The machine is also expected to reduce water consumption during haemodialysis sessions in comparison to the existing machines.
“Currently the machine is being developed at the organisation’s Bengaluru-based research and development set-up. This new portable haemodialysis machine will cater to the need of the region. This will be a boon for the people,” Milind Shah, managing director, India Medtronic, told IANS.
Recent studies stated that India imports roughly 70 percent of its medical devices from medically advanced countries such as the USA, the UK, Japan and China.

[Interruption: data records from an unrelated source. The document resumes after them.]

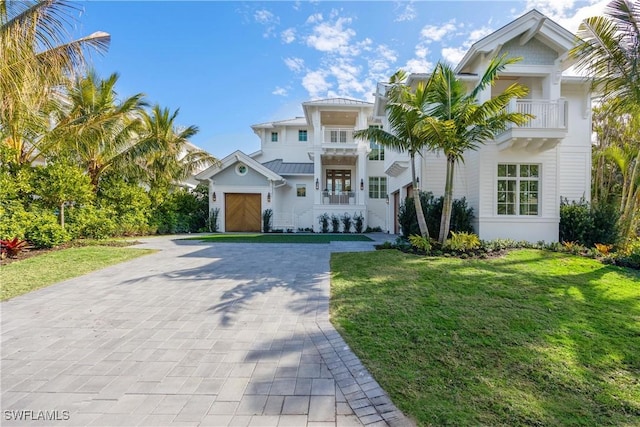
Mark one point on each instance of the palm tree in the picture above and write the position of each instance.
(455, 122)
(405, 112)
(36, 58)
(176, 159)
(100, 131)
(608, 49)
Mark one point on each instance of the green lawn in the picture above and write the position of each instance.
(24, 276)
(534, 338)
(283, 238)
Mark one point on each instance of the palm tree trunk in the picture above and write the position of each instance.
(447, 204)
(422, 223)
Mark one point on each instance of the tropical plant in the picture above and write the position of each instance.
(455, 122)
(608, 49)
(36, 59)
(405, 110)
(101, 131)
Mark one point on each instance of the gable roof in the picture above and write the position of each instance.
(286, 168)
(232, 159)
(531, 24)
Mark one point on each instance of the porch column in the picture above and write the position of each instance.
(317, 177)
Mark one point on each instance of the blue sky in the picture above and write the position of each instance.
(228, 65)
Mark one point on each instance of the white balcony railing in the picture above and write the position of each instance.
(548, 114)
(338, 136)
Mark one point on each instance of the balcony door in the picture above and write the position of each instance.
(338, 180)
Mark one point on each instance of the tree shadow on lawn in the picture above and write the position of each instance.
(503, 345)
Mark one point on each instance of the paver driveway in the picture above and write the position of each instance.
(196, 334)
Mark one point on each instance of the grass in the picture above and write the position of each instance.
(533, 338)
(20, 277)
(283, 238)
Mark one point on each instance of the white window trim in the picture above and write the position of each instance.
(517, 204)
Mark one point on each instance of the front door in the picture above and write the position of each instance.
(338, 180)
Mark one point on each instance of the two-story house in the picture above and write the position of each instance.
(306, 167)
(514, 183)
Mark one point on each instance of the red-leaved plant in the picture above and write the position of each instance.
(12, 248)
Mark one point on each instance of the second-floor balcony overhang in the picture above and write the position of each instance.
(542, 132)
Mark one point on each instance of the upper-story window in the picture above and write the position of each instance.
(377, 150)
(518, 189)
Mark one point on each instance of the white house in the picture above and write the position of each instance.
(311, 165)
(307, 166)
(514, 183)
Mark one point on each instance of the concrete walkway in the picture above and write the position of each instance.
(194, 335)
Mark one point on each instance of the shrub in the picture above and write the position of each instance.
(358, 222)
(461, 215)
(346, 222)
(588, 224)
(45, 232)
(335, 223)
(420, 243)
(462, 242)
(324, 222)
(90, 222)
(266, 220)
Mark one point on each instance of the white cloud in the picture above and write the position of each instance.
(453, 55)
(315, 83)
(405, 12)
(331, 37)
(295, 64)
(288, 35)
(280, 91)
(436, 33)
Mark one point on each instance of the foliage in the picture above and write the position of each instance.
(455, 122)
(420, 243)
(346, 223)
(462, 241)
(45, 232)
(587, 224)
(534, 338)
(358, 222)
(212, 221)
(461, 215)
(323, 220)
(11, 248)
(91, 222)
(335, 223)
(266, 220)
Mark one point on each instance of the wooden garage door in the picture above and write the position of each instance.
(243, 212)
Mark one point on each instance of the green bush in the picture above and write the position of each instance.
(588, 224)
(45, 232)
(89, 222)
(461, 215)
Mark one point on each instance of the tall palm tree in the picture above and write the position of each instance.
(175, 159)
(36, 57)
(456, 122)
(102, 132)
(405, 112)
(608, 49)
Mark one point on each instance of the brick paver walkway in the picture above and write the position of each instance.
(194, 335)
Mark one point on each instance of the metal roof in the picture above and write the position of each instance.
(282, 168)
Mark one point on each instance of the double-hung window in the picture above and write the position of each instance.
(377, 187)
(518, 189)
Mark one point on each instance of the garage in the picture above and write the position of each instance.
(243, 212)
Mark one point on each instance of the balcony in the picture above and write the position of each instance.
(338, 198)
(543, 132)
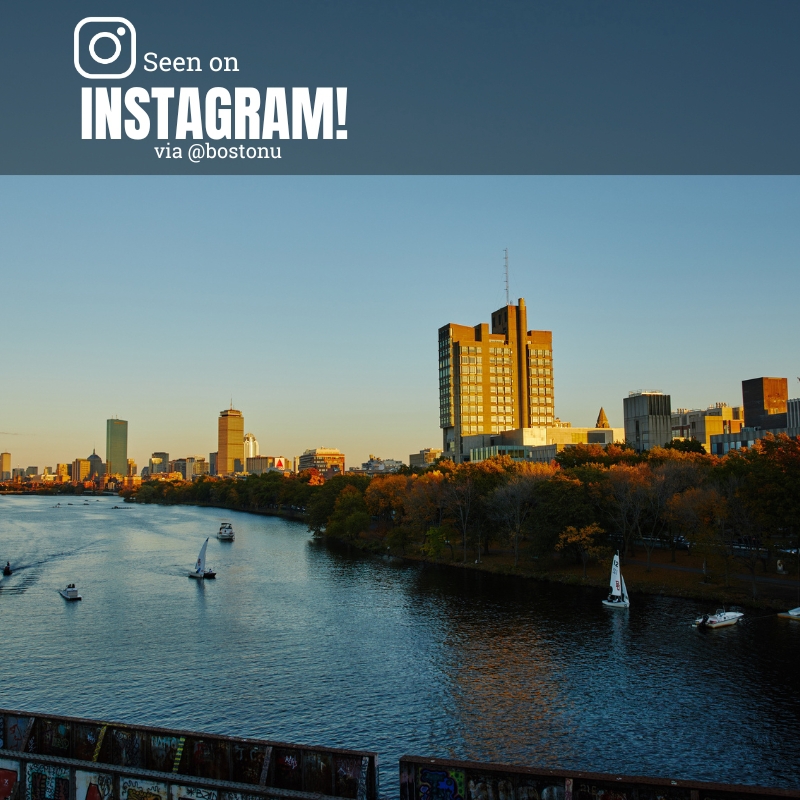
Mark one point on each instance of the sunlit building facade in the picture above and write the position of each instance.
(250, 446)
(491, 381)
(116, 447)
(230, 442)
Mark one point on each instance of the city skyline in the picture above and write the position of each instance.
(678, 284)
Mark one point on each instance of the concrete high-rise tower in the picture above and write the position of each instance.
(116, 447)
(250, 446)
(5, 466)
(230, 450)
(494, 381)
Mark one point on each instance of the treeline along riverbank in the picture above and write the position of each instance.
(685, 522)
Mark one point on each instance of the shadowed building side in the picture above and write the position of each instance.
(116, 447)
(230, 441)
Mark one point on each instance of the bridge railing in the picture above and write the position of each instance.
(350, 774)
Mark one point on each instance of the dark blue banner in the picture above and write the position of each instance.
(357, 87)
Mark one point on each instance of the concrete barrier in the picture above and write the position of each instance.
(65, 749)
(440, 779)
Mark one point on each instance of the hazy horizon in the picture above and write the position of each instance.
(314, 303)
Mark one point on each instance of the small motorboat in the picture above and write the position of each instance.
(200, 572)
(225, 532)
(70, 593)
(719, 619)
(618, 596)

Shah, who is also the vice president for Medtronics South Asian region, said that Medtronics has also launched a product named Carelink, a bedside setup that allows the physician to remotely monitor an implant device in a secure mode via Internet. Through the device the patient is in contact with his physician 24/7 and information of any irregularity is sent to the doctor immediately.
Citing that the focus of Medtronic was to develop healthcare in India, he said people here were not aware of new medical technologies or even if they knew they intentionally didn’t want to access the technology considering it full of risk.
Shah said that affordability and accessibility to proper health care facilities is still a significant challenge in India.
“Rural India is often marginalised in terms of the availability of advanced medical facilities. Hence, there has been a significant increase in the number of patients suffering from cardiovascular diseases and end stage renal diseases in the rural areas,” he said.